We’re living through a time of questions about nationhood – the ongoing fallout from Brexit, rising far-right nationalism, and the denial of the Palestinian people of a state. The dynamics of imperialism haven’t disappeared, they’ve just evolved.

HK: What role did your family play in this project? How have they reacted to the work?
KP: Talking to members of my extended family was a big part of the research process. It was beautiful to have those conversations and hear about their experiences. I think they were surprised I was so interested, as they hadn’t thought much about that work beyond it being a way to improve their and their families’ lives.
HK: Are you glad your grandparents moved to the UK, or do you think life would have been better if they had stayed in Punjab?
KP: I think about it often, but it’s impossible to say. It’s an alternate timeline in the multiverse.
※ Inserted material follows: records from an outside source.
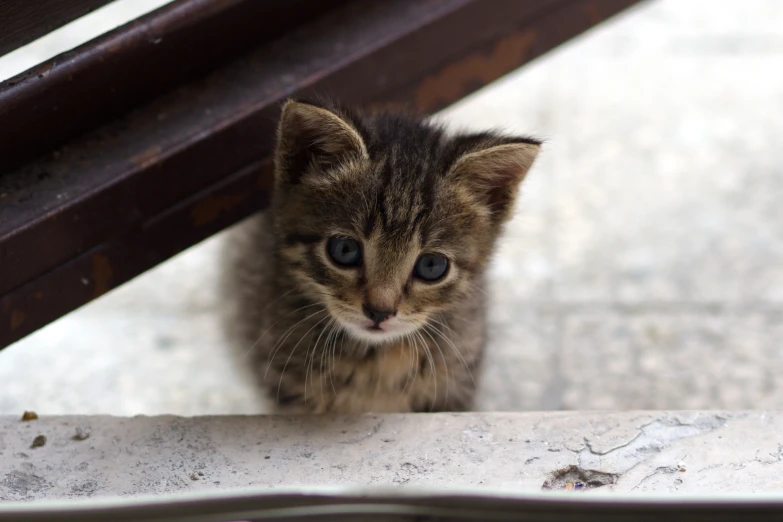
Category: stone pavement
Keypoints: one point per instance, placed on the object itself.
(644, 269)
(633, 452)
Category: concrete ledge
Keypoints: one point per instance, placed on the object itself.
(655, 452)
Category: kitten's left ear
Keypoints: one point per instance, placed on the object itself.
(313, 136)
(493, 167)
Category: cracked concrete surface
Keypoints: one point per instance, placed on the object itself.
(704, 452)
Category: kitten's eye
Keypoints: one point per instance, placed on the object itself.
(431, 267)
(344, 251)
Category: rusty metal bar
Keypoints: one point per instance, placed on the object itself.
(101, 80)
(22, 21)
(91, 215)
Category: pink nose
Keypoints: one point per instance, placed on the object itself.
(377, 316)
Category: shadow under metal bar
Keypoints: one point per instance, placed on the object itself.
(108, 204)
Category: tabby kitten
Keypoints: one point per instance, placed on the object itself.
(361, 288)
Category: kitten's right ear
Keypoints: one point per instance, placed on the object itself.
(309, 136)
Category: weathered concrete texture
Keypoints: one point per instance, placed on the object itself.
(621, 452)
(643, 270)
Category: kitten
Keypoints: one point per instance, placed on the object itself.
(361, 288)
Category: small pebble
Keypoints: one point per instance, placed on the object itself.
(81, 434)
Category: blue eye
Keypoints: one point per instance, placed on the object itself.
(344, 251)
(431, 267)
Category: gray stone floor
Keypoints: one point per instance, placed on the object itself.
(644, 268)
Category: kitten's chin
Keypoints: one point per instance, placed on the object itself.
(376, 335)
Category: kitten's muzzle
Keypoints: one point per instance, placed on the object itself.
(377, 316)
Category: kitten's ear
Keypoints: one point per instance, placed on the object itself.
(311, 135)
(493, 167)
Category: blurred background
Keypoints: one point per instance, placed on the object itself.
(643, 269)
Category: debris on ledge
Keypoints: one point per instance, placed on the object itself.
(578, 452)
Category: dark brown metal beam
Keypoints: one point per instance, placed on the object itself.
(103, 79)
(22, 21)
(99, 211)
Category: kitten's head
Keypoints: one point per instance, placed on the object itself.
(384, 218)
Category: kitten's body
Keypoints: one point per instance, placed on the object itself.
(400, 189)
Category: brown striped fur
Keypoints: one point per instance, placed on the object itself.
(400, 186)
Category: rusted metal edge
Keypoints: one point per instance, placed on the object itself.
(99, 81)
(186, 166)
(22, 21)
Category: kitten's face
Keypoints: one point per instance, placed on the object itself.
(389, 223)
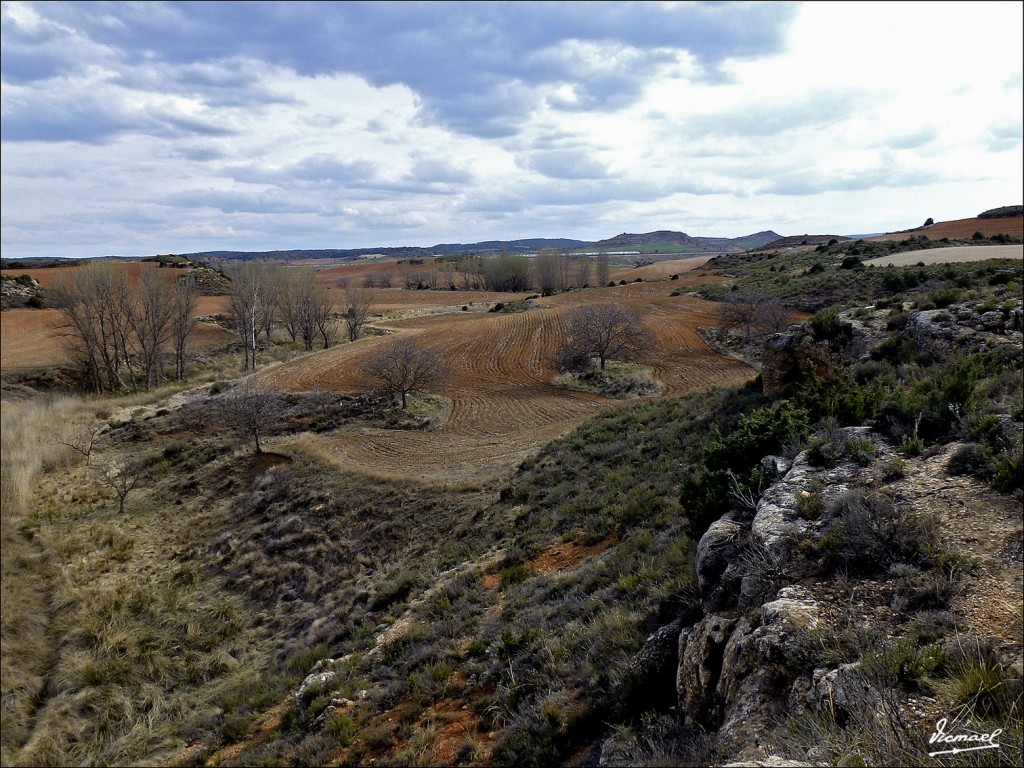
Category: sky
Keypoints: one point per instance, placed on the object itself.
(141, 128)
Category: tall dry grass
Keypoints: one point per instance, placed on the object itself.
(27, 450)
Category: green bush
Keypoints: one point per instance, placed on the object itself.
(866, 534)
(826, 326)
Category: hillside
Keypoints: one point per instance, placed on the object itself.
(1012, 226)
(666, 241)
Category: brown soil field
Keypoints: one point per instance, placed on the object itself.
(660, 269)
(31, 340)
(947, 255)
(50, 276)
(965, 228)
(503, 403)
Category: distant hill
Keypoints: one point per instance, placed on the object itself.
(1009, 223)
(663, 241)
(681, 242)
(801, 240)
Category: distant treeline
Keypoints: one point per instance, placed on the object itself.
(38, 263)
(998, 213)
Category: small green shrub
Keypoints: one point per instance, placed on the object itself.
(342, 728)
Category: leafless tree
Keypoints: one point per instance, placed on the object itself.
(771, 316)
(249, 410)
(406, 272)
(80, 437)
(603, 269)
(508, 272)
(94, 302)
(323, 312)
(150, 314)
(547, 267)
(400, 367)
(183, 322)
(565, 270)
(753, 313)
(358, 301)
(250, 288)
(289, 301)
(605, 332)
(121, 477)
(584, 265)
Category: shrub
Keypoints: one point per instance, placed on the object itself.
(825, 326)
(867, 534)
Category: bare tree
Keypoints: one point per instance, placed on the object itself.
(771, 316)
(121, 477)
(603, 269)
(323, 308)
(288, 301)
(605, 332)
(565, 275)
(547, 266)
(358, 301)
(183, 322)
(753, 313)
(80, 437)
(150, 314)
(250, 286)
(249, 410)
(508, 272)
(94, 302)
(584, 265)
(401, 368)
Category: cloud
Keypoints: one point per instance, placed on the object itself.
(1005, 135)
(479, 68)
(236, 201)
(58, 114)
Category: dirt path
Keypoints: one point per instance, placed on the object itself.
(985, 526)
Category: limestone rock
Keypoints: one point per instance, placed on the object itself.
(717, 560)
(700, 649)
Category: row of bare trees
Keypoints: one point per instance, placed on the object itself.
(551, 270)
(266, 296)
(749, 313)
(120, 332)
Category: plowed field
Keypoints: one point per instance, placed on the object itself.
(503, 406)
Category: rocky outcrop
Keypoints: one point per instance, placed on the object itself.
(737, 667)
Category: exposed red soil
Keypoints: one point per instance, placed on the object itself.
(569, 554)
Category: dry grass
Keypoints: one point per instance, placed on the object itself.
(949, 255)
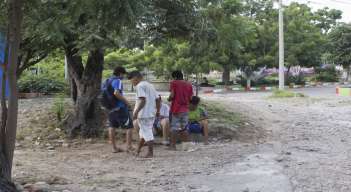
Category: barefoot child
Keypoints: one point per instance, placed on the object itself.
(146, 107)
(198, 123)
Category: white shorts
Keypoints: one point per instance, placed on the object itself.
(145, 128)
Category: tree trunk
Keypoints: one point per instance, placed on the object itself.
(87, 119)
(287, 75)
(348, 73)
(248, 82)
(226, 75)
(8, 131)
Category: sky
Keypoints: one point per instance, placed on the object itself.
(343, 5)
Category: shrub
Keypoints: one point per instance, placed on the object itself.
(29, 83)
(327, 74)
(267, 81)
(285, 94)
(296, 79)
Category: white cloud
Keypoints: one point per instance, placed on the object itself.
(343, 5)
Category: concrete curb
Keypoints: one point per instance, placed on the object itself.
(266, 88)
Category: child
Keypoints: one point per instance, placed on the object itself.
(162, 122)
(146, 107)
(198, 119)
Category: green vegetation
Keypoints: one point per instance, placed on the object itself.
(45, 77)
(285, 94)
(327, 74)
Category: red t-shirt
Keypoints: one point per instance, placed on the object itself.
(183, 91)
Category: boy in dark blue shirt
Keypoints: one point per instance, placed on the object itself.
(119, 117)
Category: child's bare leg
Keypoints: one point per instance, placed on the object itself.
(112, 138)
(129, 138)
(150, 152)
(141, 144)
(173, 140)
(165, 129)
(204, 124)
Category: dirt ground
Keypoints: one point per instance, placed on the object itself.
(300, 145)
(45, 160)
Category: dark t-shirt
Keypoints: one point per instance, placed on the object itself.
(118, 86)
(183, 91)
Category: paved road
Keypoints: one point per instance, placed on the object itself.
(307, 149)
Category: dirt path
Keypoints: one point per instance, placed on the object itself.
(90, 166)
(306, 149)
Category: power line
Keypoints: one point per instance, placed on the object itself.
(324, 2)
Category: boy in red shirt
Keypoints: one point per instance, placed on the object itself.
(181, 93)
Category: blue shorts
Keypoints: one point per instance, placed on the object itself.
(120, 118)
(179, 121)
(195, 128)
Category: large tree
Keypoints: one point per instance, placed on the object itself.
(340, 46)
(10, 109)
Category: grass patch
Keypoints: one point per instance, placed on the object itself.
(285, 94)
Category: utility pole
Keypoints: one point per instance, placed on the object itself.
(281, 46)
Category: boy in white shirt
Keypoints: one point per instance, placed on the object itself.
(146, 108)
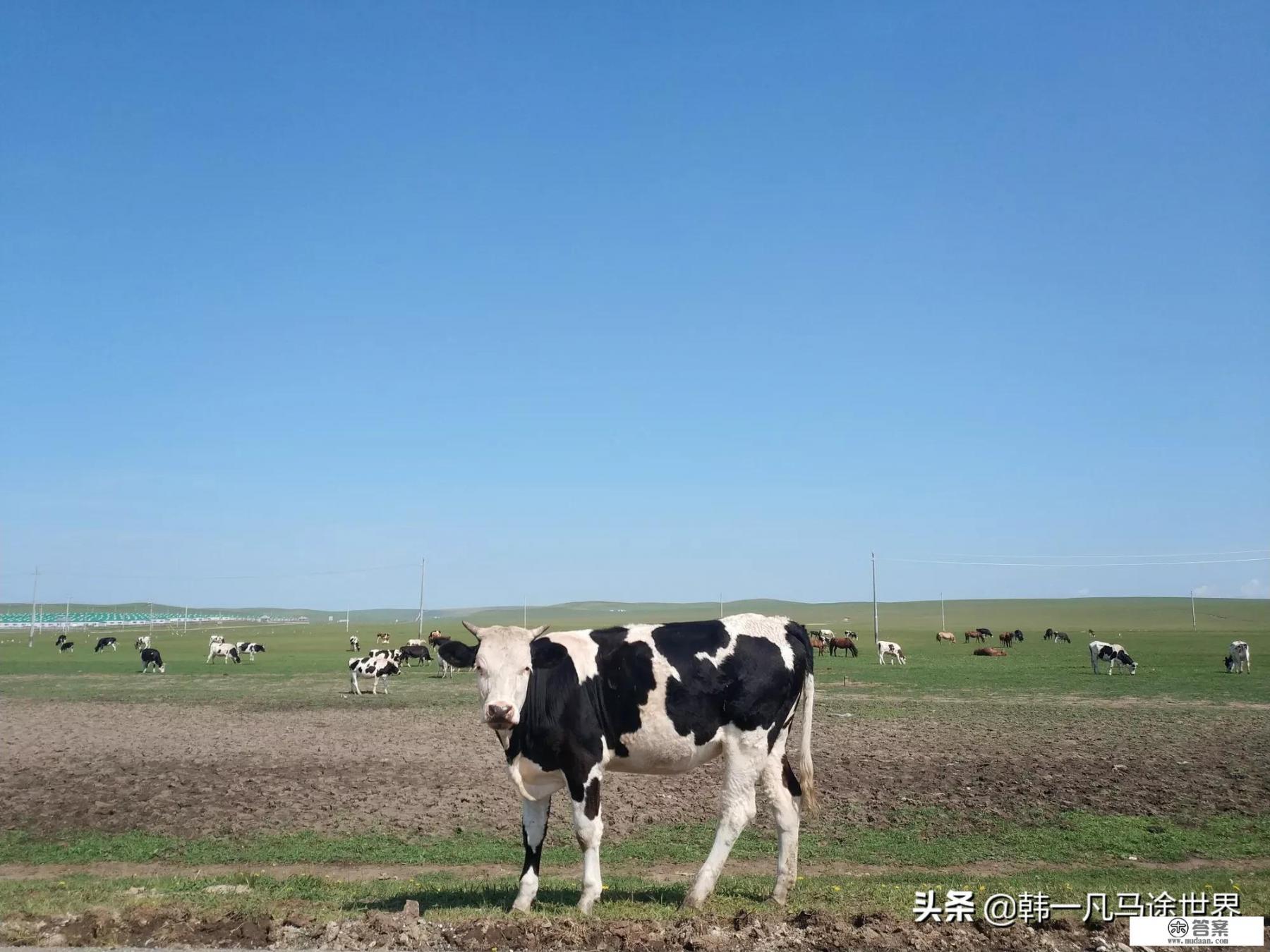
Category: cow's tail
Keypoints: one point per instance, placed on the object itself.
(808, 780)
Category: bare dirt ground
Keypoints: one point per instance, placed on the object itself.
(117, 767)
(384, 929)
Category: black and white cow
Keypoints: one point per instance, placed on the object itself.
(1238, 658)
(1114, 655)
(455, 655)
(377, 666)
(651, 698)
(224, 649)
(418, 653)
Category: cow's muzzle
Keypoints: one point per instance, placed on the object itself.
(501, 717)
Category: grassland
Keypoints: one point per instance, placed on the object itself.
(1033, 799)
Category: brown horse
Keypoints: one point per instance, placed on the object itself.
(845, 645)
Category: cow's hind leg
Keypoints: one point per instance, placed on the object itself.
(785, 793)
(744, 757)
(588, 825)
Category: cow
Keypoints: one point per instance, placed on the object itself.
(455, 655)
(651, 698)
(1114, 655)
(150, 658)
(889, 649)
(1240, 658)
(224, 650)
(419, 653)
(375, 666)
(842, 644)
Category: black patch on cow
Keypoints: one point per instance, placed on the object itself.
(752, 688)
(790, 779)
(592, 806)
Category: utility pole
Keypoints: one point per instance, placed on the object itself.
(35, 590)
(873, 559)
(422, 563)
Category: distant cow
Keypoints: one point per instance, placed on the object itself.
(842, 644)
(419, 653)
(377, 668)
(1240, 658)
(1114, 655)
(150, 658)
(889, 649)
(455, 655)
(224, 650)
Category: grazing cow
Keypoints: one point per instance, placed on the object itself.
(455, 655)
(889, 649)
(1240, 658)
(419, 653)
(844, 644)
(1115, 655)
(224, 650)
(374, 666)
(651, 698)
(150, 658)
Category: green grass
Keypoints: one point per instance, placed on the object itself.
(445, 898)
(1068, 838)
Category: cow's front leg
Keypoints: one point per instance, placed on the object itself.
(588, 825)
(533, 831)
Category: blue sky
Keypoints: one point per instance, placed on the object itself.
(648, 301)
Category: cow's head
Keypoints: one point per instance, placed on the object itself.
(503, 668)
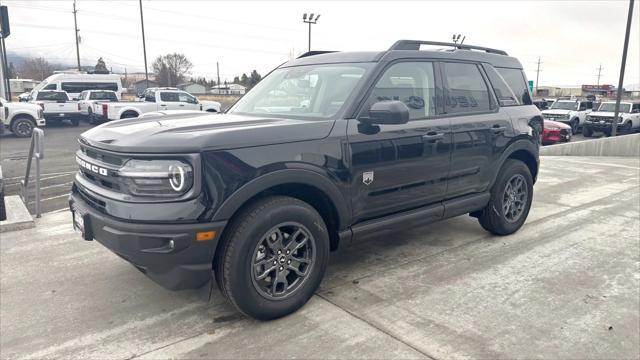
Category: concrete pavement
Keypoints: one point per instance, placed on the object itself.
(567, 285)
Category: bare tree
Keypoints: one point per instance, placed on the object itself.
(36, 68)
(171, 69)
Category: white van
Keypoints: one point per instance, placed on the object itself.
(75, 83)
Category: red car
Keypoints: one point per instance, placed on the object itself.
(555, 132)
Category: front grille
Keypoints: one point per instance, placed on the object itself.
(109, 162)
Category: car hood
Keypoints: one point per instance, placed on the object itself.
(191, 133)
(604, 113)
(556, 112)
(557, 124)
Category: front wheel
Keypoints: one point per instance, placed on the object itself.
(22, 127)
(273, 257)
(511, 197)
(575, 124)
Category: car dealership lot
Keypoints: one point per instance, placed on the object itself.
(565, 286)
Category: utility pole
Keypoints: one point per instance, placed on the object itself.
(310, 21)
(218, 70)
(619, 91)
(144, 49)
(537, 76)
(75, 23)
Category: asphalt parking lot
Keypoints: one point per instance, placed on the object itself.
(565, 286)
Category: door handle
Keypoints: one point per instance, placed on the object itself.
(432, 136)
(498, 129)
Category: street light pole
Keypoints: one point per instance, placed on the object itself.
(144, 49)
(310, 20)
(614, 123)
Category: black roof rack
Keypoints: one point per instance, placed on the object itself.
(415, 45)
(314, 52)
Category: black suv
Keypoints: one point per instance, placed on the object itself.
(328, 148)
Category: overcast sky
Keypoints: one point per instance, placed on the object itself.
(573, 38)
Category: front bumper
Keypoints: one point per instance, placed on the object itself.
(168, 253)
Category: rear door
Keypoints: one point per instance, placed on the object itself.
(400, 167)
(479, 128)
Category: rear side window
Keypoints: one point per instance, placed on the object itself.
(518, 83)
(505, 95)
(103, 96)
(52, 96)
(76, 87)
(169, 96)
(467, 91)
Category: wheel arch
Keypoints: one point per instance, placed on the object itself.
(523, 150)
(22, 115)
(309, 186)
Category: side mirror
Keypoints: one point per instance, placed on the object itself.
(391, 112)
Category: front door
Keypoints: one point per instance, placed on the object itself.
(400, 167)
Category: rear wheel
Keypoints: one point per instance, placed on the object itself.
(273, 257)
(510, 201)
(22, 127)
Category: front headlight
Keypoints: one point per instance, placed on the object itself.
(157, 178)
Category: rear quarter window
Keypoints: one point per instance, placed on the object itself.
(517, 81)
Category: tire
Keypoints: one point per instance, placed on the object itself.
(251, 235)
(22, 127)
(575, 125)
(493, 218)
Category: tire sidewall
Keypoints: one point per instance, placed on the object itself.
(511, 168)
(238, 261)
(17, 123)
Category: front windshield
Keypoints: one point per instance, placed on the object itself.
(310, 91)
(611, 107)
(565, 105)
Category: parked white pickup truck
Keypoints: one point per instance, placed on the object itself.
(571, 112)
(90, 103)
(56, 106)
(602, 120)
(20, 118)
(157, 99)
I probably wouldn’t be an artist if they hadn’t moved here. I don’t know if that’s for better or worse.
Harpreet Kaur is a speaker, writer and researcher who bridges arts, culture, and technology, currently focusing on AI and creative innovation. Based in Manchester, Harpreet is a seasoned commentator and ecosystem builder, offering a nuanced and global perspective shaped by multidisciplinary, academic and nomadic experiences.
Karanjit Panesar: Furnace Fruit is on at Leeds Art Gallery from 4th October 2024 to 15th June 2025.
This interview has been commissioned by Leeds Art Gallery and the British Library.